Katie Chin, the chef and author of Everyday Thai Cooking, gave us a good tip to ensure moist and flavorful meat. She recommends tossing your protein with a little cornstarch and salt, and just letting it sit for 10 minutes before cooking. The meat stays really moist and takes on the flavors of the dish better. I found it made a great difference.
I loved Katie's Chicken with Mint and Thai Basil. I omitted sugar from the original recipe as I thought there was such great flavor without it that it didn't need it, and why not save it for some cookies. I also sliced up some fresh sugar snap peas for a one dish meal, and added the juice of half of a lime to keep it bright and fresh, and that it was. This dish is so clean and fresh tasting. I hope you like it as much as I do.
You can buy Katie's new book at amazon here, and check out her website, The Sweet and Sour Chronicles for more great recipes.
Chicken with Mint and Thai Basil
Adapted from Everyday Thai Cooking
Serves 2 as a main dish or 4 as part of a multi course meal
Ingredients
10 ounces skinless, boneless chicken breast or thigh, sliced crosswise thinly into 1/2" wide strips
1/2 teaspoon all-purpose cornstarch
1/4 teaspoon salt
2 tablespoons high-heat cooking oil
1 garlic clove, minced
1 small shallot, thinly sliced
1 fresh hot red or green Thai chili, seeds removed for less heat, thinly sliced
12 sugar snap peas, thinly sliced
2 kaffir lime leaves, finely sliced
2 teaspoons soy sauce
2 teaspoons fish sauce (nam pla)
3/4 cup fresh Thai or Italian basil leaves
3/4 cup fresh mint leaves
Instructions
Toss the chicken with the all-purpose cornstarch and salt in a small bowl. Cover and refrigerate for 10 minutes.
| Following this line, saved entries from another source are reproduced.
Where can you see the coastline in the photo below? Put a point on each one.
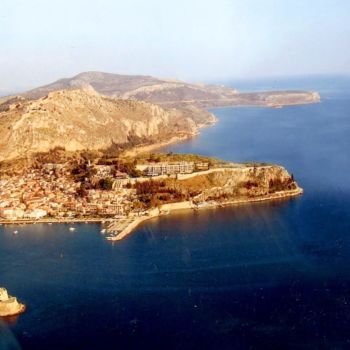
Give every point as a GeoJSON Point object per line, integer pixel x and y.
{"type": "Point", "coordinates": [171, 207]}
{"type": "Point", "coordinates": [54, 221]}
{"type": "Point", "coordinates": [175, 139]}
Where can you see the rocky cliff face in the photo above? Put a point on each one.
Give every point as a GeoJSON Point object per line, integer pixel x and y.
{"type": "Point", "coordinates": [83, 119]}
{"type": "Point", "coordinates": [172, 93]}
{"type": "Point", "coordinates": [239, 182]}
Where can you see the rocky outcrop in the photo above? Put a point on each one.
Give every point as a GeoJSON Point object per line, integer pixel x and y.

Heat 1/2 of the oil in a wok or skillet over medium-high heat. Add the chicken and stir-fry until the chicken turns white. Remove the chicken from the pan and set aside.
Heat the remaining oil in the wok over medium-high heat. Add the garlic, shallots and chilies to the pan and stir-fry until fragrant, about 1 minute. Add the reserved chicken, kaffir lime leaves, snap peas, soy sauce, and fish sauce; stir fry for 2 minutes or until the chicken is cooked through. Add the basil and mint leaves and stir-fry for about 30 seconds or until the basil is wilted. Dish out and serve immediately over jasmine rice.